Sur le vif

Belgique : vers la fin de la reconnaissance de l’Exécutif des musulmans par l'Etat

Rédigé par Lionel Lemonier | Lundi 21 Février 2022 à 10:30



Le gouvernement belge, par la voix de son ministre de la Justice Vincent Van Quickenborne, ne veut plus reconnaître l’Exécutif des musulmans de Belgique (EMB). © World Economic Forum / Natalie Behring
En France, le gouvernement français a débranché le Conseil français du culte musulman (CFCM) de son rôle d'interlocuteur de l'Etat. L'Exécutif des musulmans de Belgique (EMB) est en passe de subir le même sort. Vendredi 18 février, la presse d’outre-Quievrain se faisait l’écho de la déclaration du ministre de la Justice, Vincent Van Quickenborne, au micro de De Ochtend Radio 1, dans laquelle il expliquait avoir entamé la procédure de retrait de la reconnaissance de l'EMB.
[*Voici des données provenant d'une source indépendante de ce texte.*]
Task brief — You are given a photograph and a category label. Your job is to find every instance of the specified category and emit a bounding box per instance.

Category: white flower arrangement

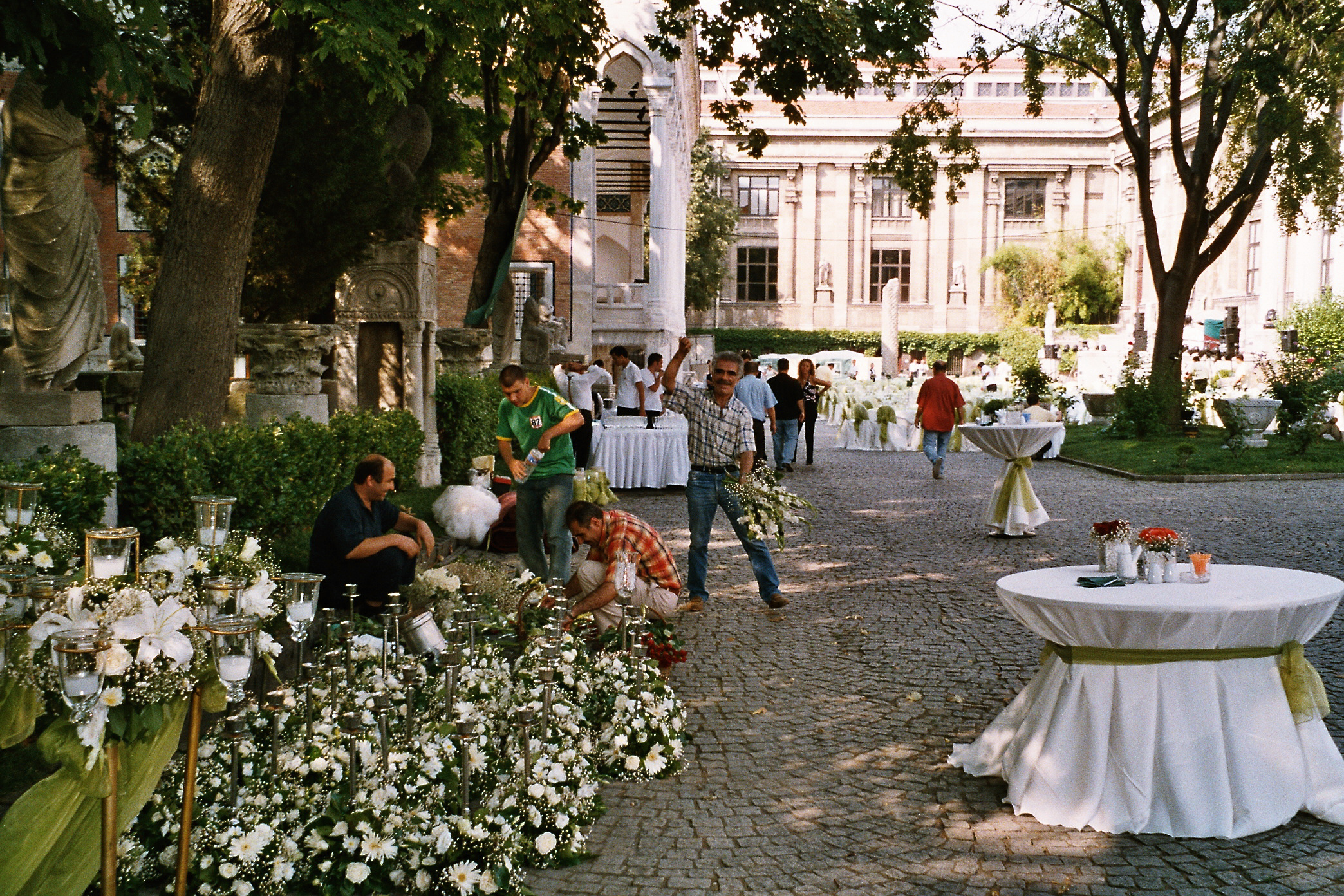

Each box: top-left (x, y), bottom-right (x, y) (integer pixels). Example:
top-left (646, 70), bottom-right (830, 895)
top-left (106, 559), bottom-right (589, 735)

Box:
top-left (727, 467), bottom-right (817, 550)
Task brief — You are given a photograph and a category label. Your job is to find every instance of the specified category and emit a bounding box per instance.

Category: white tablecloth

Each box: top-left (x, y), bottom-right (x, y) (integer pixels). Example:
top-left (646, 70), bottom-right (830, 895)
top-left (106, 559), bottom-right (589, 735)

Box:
top-left (593, 424), bottom-right (691, 489)
top-left (949, 565), bottom-right (1344, 837)
top-left (958, 423), bottom-right (1065, 535)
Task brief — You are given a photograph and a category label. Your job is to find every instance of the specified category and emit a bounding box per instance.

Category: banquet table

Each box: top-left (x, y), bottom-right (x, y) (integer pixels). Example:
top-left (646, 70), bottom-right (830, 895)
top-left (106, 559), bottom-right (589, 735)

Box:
top-left (592, 418), bottom-right (691, 489)
top-left (949, 565), bottom-right (1344, 837)
top-left (957, 423), bottom-right (1065, 535)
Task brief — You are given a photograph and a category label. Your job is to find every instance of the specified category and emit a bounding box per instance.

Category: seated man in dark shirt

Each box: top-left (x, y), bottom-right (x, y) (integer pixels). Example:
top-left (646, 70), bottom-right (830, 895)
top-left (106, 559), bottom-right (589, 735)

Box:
top-left (308, 454), bottom-right (434, 615)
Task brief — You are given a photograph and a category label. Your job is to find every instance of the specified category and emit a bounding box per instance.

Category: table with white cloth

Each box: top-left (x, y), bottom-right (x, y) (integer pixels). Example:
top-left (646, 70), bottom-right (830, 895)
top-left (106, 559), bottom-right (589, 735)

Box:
top-left (957, 423), bottom-right (1065, 536)
top-left (949, 565), bottom-right (1344, 837)
top-left (592, 418), bottom-right (691, 489)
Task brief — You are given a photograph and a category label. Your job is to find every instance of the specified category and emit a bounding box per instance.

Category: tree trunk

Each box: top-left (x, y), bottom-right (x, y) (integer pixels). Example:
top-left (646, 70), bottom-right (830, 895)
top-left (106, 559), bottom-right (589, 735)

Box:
top-left (133, 0), bottom-right (293, 442)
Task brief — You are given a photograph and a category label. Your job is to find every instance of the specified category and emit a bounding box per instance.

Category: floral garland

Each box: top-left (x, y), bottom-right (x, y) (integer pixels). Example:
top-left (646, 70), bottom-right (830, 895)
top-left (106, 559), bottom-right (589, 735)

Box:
top-left (724, 467), bottom-right (817, 550)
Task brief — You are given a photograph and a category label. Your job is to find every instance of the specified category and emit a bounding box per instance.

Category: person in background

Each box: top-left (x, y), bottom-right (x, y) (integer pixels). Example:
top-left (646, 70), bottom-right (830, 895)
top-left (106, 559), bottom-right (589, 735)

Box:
top-left (794, 357), bottom-right (830, 466)
top-left (915, 361), bottom-right (966, 480)
top-left (766, 357), bottom-right (803, 473)
top-left (611, 345), bottom-right (644, 416)
top-left (555, 361), bottom-right (611, 467)
top-left (736, 361), bottom-right (776, 458)
top-left (641, 352), bottom-right (662, 430)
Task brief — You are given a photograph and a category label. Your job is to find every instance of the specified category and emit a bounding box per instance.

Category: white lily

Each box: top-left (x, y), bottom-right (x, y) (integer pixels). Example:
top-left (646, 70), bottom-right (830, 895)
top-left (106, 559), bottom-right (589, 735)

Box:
top-left (111, 598), bottom-right (196, 666)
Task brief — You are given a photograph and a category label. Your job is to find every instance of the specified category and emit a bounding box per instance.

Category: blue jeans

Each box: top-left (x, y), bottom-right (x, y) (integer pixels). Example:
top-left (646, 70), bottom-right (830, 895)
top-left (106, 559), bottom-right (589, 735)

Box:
top-left (514, 473), bottom-right (574, 582)
top-left (774, 420), bottom-right (798, 467)
top-left (925, 430), bottom-right (951, 463)
top-left (686, 470), bottom-right (779, 601)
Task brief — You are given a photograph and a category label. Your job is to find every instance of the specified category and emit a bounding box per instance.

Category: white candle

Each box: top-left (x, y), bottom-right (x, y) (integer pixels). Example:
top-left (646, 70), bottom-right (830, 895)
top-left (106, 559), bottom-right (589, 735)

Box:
top-left (286, 601), bottom-right (313, 622)
top-left (196, 527), bottom-right (229, 548)
top-left (93, 555), bottom-right (131, 579)
top-left (66, 671), bottom-right (98, 700)
top-left (218, 655), bottom-right (251, 682)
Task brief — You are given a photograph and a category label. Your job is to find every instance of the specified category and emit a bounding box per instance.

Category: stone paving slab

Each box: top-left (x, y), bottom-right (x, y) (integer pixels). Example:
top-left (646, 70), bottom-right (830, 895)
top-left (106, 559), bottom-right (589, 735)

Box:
top-left (530, 426), bottom-right (1344, 896)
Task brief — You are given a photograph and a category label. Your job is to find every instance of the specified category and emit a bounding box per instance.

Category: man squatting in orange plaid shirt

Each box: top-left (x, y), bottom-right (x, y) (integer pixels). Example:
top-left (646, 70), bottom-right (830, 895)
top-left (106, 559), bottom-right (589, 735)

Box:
top-left (561, 501), bottom-right (682, 631)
A ses yeux, cet organe « ne peut plus être un partenaire de discussion ». Jusqu'ici, l’EMB est le représentant officiel du culte musulman en Belgique. Mais le fonctionnement interne de cet instance fait débat depuis des années. Elle est aussi mise en cause pour son manque de transparence et sa perméabilité aux influences étrangères, pour l’essentiel des gouvernements turcs et marocains.

Il y a quelques mois, un rapport de la Sûreté de l’État a relié Mehmet Ütsün, président de l’Exécutif, à la sphère extrémiste. Pour le ministre, la coupe est dorénavant pleine, raison pour laquelle il a décidé d’entamer la procédure de retrait de la reconnaissance officielle de l’Exécutif, ce qui conduira à la fin de ses subventions annuelles d’un montant de 600 000 euros.

Le ministre belge de la Justice invoque par ailleurs le décalage entre les représentants de l’EMB et la réalité concrète. « Cette organisation n’est pas représentative de tous les musulmans de notre pays, estime Vincent Van Quickenborne. On y voit une vieille génération qui a perdu tout contact avec les jeunes musulmans. C’est néfaste pour l’islam moderne. Cet exécutif ne peut plus être un partenaire de discussion. »

L’Exécutif des musulmans aura un droit de réplique dans le cadre de cette procédure de retrait, mais d'ores et déjà, son président, Mehmet ÜSTÜN, a fait savoir qu'il « ne comprenait pas cette décision ». « L'Exécutif regrette qu'un dialogue serein n'a pas pu être possible. L’Exécutif ne se reconnait absolument pas dans l’image négative qu’on lui donne et s’en éloigne formellement. Par ailleurs, et comme nous l’avions annoncé, notre processus de renouvellement est en cours et nous continuons notre travail pour le réaliser au plus vite. L’Exécutif souhaite également que le ministre de la Justice respecte l’Etat de droit et les principes constitutionnels de notre pays », a-t-on fait savoir dans un communiqué.